AIRMET chart for Feb. 14, 2014, showing numerous deep regions of moderate icing and freezing levels at or near the surface over large parts of the U.S. Maps such as this can help pilots avoid areas of potential ice accretion. (Source: NWS AWC)

If flight into icing is unexpected or unavoidable, ensure the pitot heat is on, and any anti-ice and deicing tools are activated per manufacturer instructions. Although many aircraft are certified for flight into known icing (FIKI) conditions, that should not be viewed as a license to fly into icing conditions, it’s better to avoid them. If ice accretes in flight, even if it can be removed by deicing systems, pilots should make their best route to warmer air. Only temperatures above freezing will ensure all ice melts from the aircraft. In the lower atmosphere, warmer air will almost always be found at a lower altitude.

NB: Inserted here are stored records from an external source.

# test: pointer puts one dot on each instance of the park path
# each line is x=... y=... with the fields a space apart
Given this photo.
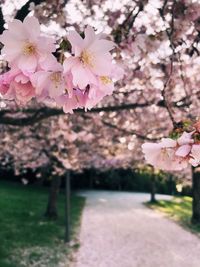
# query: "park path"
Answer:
x=117 y=230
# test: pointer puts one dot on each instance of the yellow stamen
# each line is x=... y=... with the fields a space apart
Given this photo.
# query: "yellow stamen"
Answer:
x=29 y=49
x=86 y=58
x=105 y=80
x=56 y=78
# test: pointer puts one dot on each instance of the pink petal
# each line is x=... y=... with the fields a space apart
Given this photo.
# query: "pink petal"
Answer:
x=183 y=151
x=27 y=64
x=82 y=76
x=69 y=63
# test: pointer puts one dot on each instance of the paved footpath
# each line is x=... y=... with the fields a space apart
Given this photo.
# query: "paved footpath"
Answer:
x=119 y=231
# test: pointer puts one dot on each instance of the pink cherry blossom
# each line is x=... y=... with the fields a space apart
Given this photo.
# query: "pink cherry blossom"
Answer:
x=49 y=83
x=91 y=58
x=163 y=155
x=24 y=47
x=15 y=85
x=195 y=155
x=69 y=103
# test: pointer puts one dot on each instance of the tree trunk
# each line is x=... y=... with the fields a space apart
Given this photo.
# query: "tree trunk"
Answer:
x=51 y=211
x=153 y=189
x=196 y=197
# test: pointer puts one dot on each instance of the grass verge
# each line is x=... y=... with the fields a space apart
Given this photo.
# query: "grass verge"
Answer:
x=27 y=238
x=179 y=209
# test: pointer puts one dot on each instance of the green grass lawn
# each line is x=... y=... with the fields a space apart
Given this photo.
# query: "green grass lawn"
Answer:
x=26 y=237
x=179 y=209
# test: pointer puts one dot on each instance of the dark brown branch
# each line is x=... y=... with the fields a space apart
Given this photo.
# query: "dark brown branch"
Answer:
x=24 y=10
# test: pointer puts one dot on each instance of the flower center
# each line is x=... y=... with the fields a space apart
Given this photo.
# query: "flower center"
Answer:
x=29 y=49
x=105 y=80
x=86 y=58
x=56 y=78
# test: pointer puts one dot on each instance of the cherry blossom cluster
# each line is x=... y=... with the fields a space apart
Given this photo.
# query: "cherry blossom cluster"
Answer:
x=174 y=154
x=84 y=78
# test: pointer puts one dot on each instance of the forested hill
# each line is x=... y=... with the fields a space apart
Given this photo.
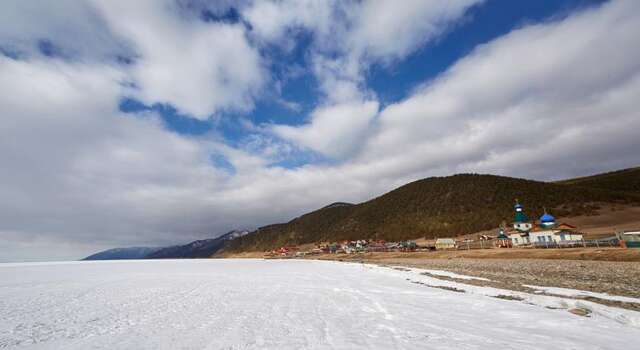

The threat of icing will prompt issuance of AIRMETs (Zulu) for regions of moderate icing or low freezing levels. If icing across all or part of the region is expected to be severe, a SIGMET will be issued instead.

In some forecast products, such as the NWS Aviation Weather Center’s CIP/FIP (Current and Forecast Icing Product), areas of SLD will also be identified.


Midlevel prog chart for the North Atlantic identifying areas of convection that may include icing. Icing levels and intensity are shown with boxed arrows displaying base and upper altitudes and a hatched U. (Source: NWS AWC)

Grounded

Ice is frequently encountered on the ground as freezing rain falls to the surface, coating aircraft from above. Freezing rain typically produces a transparent shell of ice over any exposed surface and can be removed with deicing fluids or by moving an aircraft into a warmed hangar. In the fall, cold clear nights may produce frost that leaves a thin coat of ice on aircraft. Running bare hands over a wing can often reveal icing that may not be visible to the naked eye. Importantly, any ice present on an aircraft must be removed before attempting takeoff. Even a millimeter of rough ice on the wing can reduce lift by around 30% and increase drag at least as much. It can also add several hundred pounds to the aircraft’s weight. Special attention should be given to moving aircraft from warm hangars into snow, or aircraft that have been warmed by the sun prior to the onset of snow. The snow will melt onto the warm aircraft surface and refreeze in place as the aircraft skin cools.

Further, freezing rain also coats taxiways and tarmacs with ice, often making traction impossible. Hundreds of aircraft accidents have occurred when a landing or taxiing aircraft lost control on icy pavement. In these cases, pilots should exercise caution to avoid injury walking to and from their aircraft and check with ground controllers or maintenance crews to determine whether taxiways and runways have been deiced. Unfortunately, road salt and brine are of limited effectiveness in freezing rain. Sometimes, it is better to just wait things out with a hot cup of coffee.